AMBASSADOR RICE: Well, first of all, it is up to the Libyan people. And we will continue to be very supportive of their efforts to achieve the universal rights and the freedoms and the opportunity that they are seeking. I think we have been very, very clear about what is right and what is moral in this situation, and what has been unacceptable and inexcusable violence. And we have taken very strong and very swift actions to confront that.
On Friday, we froze the assets of Libya’s leaders, and on Monday, $30 billion -- an unprecedented quantity of resources have been seized in just over the last several days. On Saturday, the Security Council with the U.S. and leadership of others moved at a speed that is, I can tell you from my experience, almost unheard of, to pass unanimously a resolution that not only imposed a travel ban, an assets freeze, and arms embargo, but referred the situation in Libya for the first time on a unanimous basis to the International Criminal Court.
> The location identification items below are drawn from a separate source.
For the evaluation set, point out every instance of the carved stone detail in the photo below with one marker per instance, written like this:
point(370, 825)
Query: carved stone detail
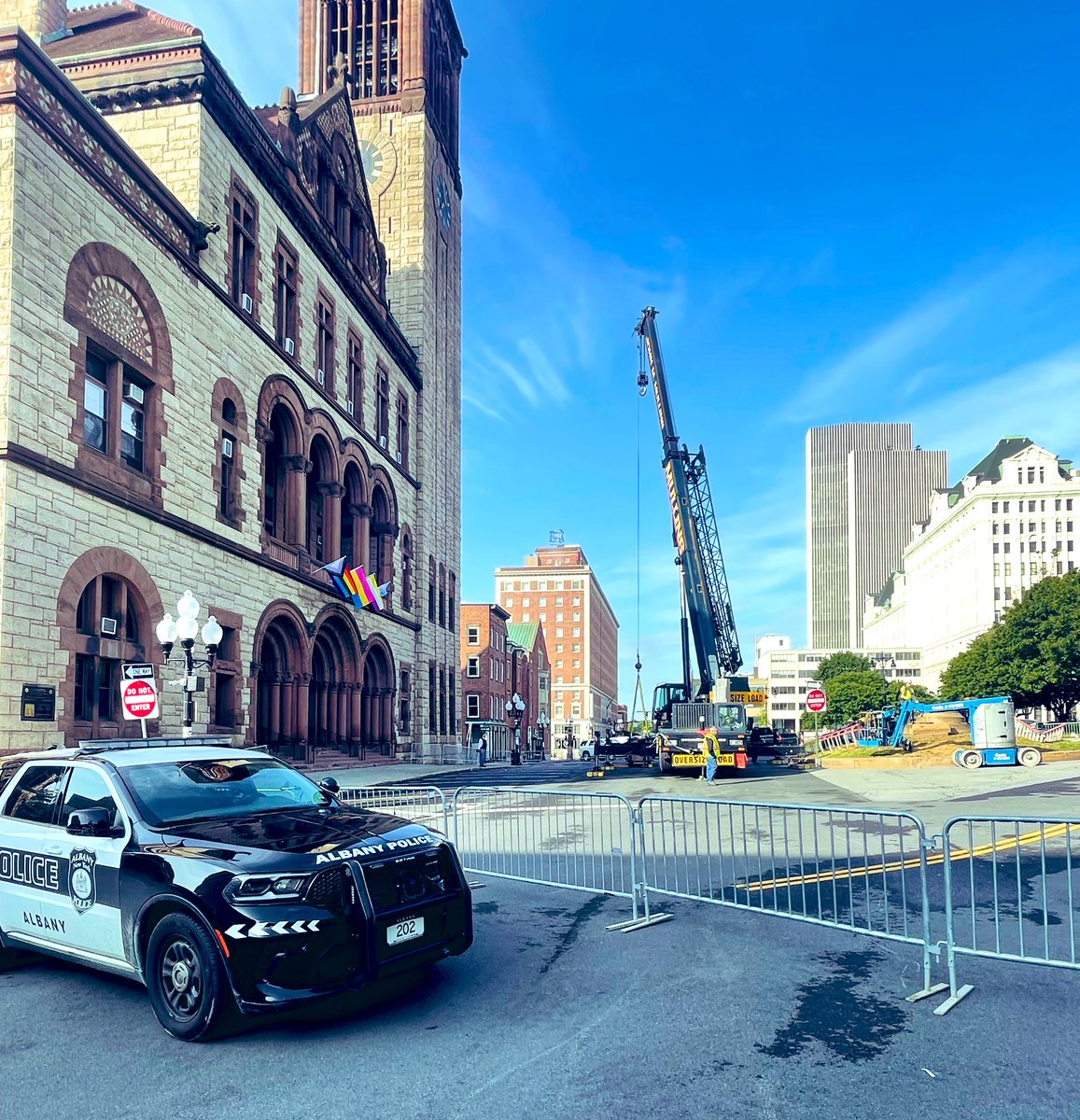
point(113, 309)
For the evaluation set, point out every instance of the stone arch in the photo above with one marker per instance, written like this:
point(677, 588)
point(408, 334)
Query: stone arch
point(378, 694)
point(140, 605)
point(105, 292)
point(335, 712)
point(121, 368)
point(280, 681)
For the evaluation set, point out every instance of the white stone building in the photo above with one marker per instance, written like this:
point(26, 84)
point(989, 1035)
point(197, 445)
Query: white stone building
point(788, 675)
point(1012, 520)
point(866, 484)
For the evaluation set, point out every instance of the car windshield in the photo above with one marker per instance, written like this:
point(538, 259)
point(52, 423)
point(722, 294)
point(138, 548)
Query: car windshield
point(172, 793)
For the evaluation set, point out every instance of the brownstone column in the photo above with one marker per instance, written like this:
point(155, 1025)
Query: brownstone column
point(296, 470)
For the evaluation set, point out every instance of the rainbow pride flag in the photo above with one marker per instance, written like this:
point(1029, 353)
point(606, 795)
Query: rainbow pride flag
point(357, 586)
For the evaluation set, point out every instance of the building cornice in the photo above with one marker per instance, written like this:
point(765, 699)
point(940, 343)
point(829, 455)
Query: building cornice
point(186, 72)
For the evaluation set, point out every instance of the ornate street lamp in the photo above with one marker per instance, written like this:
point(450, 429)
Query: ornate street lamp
point(185, 630)
point(515, 709)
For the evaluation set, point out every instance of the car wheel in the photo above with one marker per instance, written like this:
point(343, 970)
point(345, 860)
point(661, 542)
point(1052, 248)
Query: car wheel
point(186, 979)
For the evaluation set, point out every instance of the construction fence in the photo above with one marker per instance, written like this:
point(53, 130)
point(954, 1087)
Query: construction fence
point(1005, 889)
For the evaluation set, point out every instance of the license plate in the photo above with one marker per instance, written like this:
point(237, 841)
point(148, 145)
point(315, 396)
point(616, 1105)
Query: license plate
point(404, 931)
point(699, 760)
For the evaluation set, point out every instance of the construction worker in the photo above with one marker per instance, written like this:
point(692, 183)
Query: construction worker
point(711, 748)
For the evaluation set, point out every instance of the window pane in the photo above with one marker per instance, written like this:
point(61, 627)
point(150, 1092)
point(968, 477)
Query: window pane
point(36, 795)
point(87, 790)
point(132, 435)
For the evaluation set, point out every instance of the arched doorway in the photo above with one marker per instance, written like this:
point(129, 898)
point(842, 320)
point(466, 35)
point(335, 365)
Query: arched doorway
point(334, 700)
point(376, 699)
point(281, 689)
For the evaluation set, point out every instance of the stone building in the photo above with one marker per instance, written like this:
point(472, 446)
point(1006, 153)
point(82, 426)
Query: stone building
point(1009, 522)
point(230, 352)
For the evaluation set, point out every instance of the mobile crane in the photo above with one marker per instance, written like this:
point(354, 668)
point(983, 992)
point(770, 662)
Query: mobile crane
point(680, 712)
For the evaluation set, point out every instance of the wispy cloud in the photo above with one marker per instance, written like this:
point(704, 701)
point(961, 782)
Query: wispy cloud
point(899, 357)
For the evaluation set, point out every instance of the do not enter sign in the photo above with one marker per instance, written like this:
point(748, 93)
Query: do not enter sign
point(139, 700)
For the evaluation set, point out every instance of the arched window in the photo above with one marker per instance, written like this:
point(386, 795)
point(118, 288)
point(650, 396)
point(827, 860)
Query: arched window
point(281, 452)
point(407, 571)
point(123, 367)
point(230, 423)
point(111, 627)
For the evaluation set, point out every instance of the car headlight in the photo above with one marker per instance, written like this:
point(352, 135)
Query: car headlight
point(255, 889)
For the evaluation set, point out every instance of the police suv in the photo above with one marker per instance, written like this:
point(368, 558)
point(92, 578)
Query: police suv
point(219, 878)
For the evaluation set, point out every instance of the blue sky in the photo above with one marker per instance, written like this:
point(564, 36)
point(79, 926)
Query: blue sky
point(843, 212)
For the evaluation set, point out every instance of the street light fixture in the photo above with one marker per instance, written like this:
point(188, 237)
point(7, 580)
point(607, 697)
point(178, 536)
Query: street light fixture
point(184, 628)
point(515, 709)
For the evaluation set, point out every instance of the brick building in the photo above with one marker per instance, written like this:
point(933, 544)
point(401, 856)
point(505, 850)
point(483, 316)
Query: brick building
point(231, 351)
point(557, 587)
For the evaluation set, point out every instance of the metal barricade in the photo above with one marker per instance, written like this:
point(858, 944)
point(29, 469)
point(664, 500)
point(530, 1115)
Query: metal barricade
point(425, 805)
point(1012, 891)
point(583, 841)
point(850, 869)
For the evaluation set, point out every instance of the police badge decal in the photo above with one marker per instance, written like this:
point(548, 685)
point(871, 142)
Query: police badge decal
point(81, 882)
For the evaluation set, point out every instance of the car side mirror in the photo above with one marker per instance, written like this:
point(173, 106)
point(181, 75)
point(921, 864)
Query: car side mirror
point(92, 822)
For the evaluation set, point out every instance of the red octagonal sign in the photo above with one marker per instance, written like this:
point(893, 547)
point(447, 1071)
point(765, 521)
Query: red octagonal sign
point(139, 700)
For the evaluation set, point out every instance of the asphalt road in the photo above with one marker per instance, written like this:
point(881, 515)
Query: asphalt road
point(718, 1014)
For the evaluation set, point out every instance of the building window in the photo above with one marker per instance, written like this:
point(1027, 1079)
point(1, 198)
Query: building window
point(432, 715)
point(324, 344)
point(404, 704)
point(286, 297)
point(356, 379)
point(244, 245)
point(382, 407)
point(403, 430)
point(430, 589)
point(116, 400)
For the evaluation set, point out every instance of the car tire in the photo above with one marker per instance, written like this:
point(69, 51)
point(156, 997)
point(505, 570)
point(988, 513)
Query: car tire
point(186, 980)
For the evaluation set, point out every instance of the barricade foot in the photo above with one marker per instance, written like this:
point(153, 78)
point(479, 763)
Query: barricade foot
point(933, 990)
point(952, 1001)
point(638, 923)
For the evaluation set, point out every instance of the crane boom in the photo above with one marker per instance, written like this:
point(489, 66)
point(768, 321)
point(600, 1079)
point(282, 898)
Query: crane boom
point(697, 539)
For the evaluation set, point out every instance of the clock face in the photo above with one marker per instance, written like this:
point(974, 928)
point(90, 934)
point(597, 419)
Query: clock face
point(442, 202)
point(372, 161)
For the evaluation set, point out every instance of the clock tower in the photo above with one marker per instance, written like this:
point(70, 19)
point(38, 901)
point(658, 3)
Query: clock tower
point(401, 63)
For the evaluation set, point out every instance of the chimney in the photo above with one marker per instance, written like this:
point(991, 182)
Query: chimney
point(43, 21)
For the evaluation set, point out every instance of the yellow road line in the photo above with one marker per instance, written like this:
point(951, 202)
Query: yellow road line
point(933, 861)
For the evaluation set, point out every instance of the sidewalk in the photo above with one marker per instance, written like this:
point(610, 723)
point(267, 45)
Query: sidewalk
point(393, 773)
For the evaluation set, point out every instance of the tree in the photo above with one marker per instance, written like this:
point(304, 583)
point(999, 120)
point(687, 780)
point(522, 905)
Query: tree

Q What changed from February 23rd? What changed from February 23rd when the President --
AMBASSSADOR RICE: Well, first of all --
Q -- did not call for regime change?
AMBASSSADOR RICE: First of all, the situation has evolved. We have been, as the President has said, focused very urgently on the protection of Americans and ensuring that Americans are safe. But we have also, as the same time, been actively working and planning to enable the swift and decisive response that you’ve seen forthcoming from the U.S. government.
Q There’s been some talk about oil embargos. But does that make any sense now that it appears that most of the oil production is in the hands of rebel forces?
AMBASSSADOR RICE: Well, I think, from a sanctions point of view, the United Nations has historically, in recent years, moved away from sweeping measures, and focused most precisely on targeted measures that go after the leadership of the country and isolate those that are responsible for atrocities. We’re in a different world than we were 15, 20 years ago and have learned some lessons from regimes like Iraq and elsewhere that didn’t have the targeted effect that was desired and was more scattershot. So I think at least in the context of the Security Council in New York, when we look at sanctions, whether it’s on Iran, North Korea, or Libya, we aim, first and foremost, at targeted measures that go after those that are responsible for violations.
Q So in this case, not oil?
AMBASSSADOR RICE: We have not had active discussions in New York on oil.